Selon un récent sondage réalisé par l'institut britannique ICM Research dans trois pays, la France, l'Allemagne et l'Angleterre, la majorité de la population pense que ce sont les Etats-Unis qui avaient gagné la guerre. Pour être plus exacte, 61% des Français et 52% des Allemands interrogés. Seuls 13% le reconnaissent à l'Armée Rouge.

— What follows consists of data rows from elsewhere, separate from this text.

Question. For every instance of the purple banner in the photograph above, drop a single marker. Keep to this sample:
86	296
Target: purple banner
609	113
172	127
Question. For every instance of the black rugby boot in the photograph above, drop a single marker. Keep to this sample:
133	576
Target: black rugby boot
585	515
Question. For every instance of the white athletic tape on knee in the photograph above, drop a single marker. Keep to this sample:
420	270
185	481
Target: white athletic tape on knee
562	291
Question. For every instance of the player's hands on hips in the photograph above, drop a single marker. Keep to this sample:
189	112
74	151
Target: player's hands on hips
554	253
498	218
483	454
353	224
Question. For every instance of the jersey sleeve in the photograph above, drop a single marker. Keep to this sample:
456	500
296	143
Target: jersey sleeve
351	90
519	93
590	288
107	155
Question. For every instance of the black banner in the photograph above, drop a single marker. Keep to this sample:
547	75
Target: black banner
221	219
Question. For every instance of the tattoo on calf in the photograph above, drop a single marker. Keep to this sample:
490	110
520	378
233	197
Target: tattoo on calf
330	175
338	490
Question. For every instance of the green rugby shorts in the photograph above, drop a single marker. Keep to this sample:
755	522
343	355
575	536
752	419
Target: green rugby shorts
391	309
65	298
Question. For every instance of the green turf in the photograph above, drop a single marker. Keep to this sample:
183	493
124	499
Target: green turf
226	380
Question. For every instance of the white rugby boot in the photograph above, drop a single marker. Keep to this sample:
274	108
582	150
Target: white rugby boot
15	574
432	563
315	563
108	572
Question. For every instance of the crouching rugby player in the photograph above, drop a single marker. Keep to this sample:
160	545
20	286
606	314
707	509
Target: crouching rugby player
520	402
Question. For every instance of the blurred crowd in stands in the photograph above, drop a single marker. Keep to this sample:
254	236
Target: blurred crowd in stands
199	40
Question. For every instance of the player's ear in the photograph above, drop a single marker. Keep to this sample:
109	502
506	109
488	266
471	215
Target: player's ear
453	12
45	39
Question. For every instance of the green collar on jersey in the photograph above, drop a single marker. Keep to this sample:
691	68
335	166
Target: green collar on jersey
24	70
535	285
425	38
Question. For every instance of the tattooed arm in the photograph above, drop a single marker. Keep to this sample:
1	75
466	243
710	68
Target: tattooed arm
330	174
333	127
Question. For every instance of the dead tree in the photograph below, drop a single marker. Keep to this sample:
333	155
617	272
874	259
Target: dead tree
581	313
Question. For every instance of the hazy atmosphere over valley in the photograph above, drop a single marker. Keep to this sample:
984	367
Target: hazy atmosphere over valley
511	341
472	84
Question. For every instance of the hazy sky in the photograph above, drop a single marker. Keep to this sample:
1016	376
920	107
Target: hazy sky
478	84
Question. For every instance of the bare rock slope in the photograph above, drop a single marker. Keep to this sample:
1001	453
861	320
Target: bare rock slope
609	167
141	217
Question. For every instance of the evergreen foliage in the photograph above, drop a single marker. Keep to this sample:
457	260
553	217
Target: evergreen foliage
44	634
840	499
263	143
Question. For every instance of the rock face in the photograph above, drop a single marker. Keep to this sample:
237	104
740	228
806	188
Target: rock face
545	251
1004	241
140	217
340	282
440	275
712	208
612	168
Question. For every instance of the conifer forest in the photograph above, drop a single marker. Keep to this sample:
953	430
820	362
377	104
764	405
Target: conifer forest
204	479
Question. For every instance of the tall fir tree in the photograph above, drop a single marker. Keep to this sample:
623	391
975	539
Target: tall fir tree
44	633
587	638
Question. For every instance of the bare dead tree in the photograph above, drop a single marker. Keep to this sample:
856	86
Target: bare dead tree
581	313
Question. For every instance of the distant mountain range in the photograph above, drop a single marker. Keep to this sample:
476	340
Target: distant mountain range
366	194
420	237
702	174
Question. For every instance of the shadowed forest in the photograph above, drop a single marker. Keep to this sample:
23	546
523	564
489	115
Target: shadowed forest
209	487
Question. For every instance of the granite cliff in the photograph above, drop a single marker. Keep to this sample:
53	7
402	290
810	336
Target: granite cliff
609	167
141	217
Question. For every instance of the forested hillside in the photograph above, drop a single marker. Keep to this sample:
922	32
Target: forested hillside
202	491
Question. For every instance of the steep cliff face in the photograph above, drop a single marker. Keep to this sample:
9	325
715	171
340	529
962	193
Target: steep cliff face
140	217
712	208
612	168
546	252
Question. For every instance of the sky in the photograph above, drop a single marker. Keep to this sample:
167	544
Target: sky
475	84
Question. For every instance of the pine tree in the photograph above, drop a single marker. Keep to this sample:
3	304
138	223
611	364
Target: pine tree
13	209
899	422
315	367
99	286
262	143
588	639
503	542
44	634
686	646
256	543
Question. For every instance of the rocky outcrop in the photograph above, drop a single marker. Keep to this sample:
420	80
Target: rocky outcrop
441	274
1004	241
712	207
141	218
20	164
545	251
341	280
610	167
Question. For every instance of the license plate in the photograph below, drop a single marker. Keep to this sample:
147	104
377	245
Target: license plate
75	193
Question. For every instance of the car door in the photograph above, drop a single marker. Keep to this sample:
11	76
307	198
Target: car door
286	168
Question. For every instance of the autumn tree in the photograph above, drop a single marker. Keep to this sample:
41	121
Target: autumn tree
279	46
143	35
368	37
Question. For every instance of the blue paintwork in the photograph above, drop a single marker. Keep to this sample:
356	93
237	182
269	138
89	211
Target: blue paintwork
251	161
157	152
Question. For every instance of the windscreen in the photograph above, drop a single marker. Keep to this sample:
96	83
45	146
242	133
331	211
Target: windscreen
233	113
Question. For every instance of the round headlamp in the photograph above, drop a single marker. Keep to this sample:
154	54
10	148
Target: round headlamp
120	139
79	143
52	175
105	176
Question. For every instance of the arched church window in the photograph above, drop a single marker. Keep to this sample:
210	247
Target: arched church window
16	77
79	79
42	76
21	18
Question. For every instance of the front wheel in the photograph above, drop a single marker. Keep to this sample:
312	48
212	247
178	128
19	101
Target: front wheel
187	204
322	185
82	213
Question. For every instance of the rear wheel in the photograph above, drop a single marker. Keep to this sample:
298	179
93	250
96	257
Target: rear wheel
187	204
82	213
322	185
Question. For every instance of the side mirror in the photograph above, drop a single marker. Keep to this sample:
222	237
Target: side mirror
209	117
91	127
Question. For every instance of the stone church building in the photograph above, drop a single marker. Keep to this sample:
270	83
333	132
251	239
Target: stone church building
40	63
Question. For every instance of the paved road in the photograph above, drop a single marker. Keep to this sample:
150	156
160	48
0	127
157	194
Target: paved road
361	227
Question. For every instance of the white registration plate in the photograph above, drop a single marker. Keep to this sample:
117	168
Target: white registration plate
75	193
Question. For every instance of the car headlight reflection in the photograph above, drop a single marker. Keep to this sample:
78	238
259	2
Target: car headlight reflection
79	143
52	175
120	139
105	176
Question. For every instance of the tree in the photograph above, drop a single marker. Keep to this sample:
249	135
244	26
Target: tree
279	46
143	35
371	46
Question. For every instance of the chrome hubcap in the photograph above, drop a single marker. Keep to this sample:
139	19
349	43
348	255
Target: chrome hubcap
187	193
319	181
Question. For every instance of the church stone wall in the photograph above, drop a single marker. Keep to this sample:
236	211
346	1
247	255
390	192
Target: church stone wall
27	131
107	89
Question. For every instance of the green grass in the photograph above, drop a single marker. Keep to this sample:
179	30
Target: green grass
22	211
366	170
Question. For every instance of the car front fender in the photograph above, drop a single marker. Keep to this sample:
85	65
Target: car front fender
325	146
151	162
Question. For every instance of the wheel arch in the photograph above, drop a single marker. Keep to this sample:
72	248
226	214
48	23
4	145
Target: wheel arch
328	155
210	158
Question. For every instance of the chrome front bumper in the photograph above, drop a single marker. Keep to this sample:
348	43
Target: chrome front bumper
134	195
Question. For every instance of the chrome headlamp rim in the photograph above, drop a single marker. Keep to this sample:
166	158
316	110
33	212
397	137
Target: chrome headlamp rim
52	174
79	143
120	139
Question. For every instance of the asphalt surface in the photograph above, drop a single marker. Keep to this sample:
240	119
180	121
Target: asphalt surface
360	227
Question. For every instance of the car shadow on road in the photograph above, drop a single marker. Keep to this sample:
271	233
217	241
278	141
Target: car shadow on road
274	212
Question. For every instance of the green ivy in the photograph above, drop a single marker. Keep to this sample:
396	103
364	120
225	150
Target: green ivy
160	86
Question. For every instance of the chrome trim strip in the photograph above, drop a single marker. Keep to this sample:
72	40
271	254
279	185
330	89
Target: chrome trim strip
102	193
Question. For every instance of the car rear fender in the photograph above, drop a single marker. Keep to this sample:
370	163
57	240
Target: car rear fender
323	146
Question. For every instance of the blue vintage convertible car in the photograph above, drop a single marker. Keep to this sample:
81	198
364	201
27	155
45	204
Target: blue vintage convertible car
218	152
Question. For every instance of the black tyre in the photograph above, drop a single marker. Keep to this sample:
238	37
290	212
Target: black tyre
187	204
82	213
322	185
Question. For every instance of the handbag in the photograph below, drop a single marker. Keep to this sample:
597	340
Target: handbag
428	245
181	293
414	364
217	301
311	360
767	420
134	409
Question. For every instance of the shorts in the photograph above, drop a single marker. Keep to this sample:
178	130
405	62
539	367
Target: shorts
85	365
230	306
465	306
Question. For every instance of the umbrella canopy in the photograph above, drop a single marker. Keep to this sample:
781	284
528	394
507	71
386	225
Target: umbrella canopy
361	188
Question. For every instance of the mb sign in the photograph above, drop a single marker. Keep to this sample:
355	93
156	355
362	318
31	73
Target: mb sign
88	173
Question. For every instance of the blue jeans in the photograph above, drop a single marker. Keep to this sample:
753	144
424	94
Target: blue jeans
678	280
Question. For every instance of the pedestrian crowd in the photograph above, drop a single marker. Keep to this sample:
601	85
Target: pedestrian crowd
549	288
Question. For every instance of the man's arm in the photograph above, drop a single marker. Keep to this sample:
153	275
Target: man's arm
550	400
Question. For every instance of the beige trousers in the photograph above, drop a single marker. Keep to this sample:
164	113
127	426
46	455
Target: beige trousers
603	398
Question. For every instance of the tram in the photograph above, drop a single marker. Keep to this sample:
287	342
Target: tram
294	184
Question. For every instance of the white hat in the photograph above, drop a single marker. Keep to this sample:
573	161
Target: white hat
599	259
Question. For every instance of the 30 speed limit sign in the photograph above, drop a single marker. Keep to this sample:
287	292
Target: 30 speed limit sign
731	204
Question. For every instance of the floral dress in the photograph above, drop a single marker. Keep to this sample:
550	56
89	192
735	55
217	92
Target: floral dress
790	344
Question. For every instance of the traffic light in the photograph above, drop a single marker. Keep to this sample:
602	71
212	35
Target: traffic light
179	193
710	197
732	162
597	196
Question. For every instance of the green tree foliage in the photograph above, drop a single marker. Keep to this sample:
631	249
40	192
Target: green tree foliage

«Ce sondage est assez logique et je pense en avoir vu d'autres qui allaient dans le même sens, nous a confié Christophe Bouillaud, expert à Sciences Po Grenoble. La mémoire de la participation soviétique à la Seconde guerre mondiale s'est progressivement estompée. En France, au moment de la guerre elle-même, on savait très bien que le front de l'Est était extrêmement important et la victoire de Stalingrad a été perçue à l'époque comme le tournant décisif. Par contre, il est vrai qu'aujourd'hui, cet aspect a largement été oublié dans l'opinion publique occidentale, parce qu'entre temps, il y a eu la guerre froide durant laquelle seuls les communistes insistèrent beaucoup sur le rôle de l'Union Soviétique dans la victoire, alors que du côté occidental, on insistait surtout sur le rôle des Américains et des Britanniques. C'est la rémanence de la guerre froide qui a fait oublier ce rôle de l'Union Soviétique dans la victoire.»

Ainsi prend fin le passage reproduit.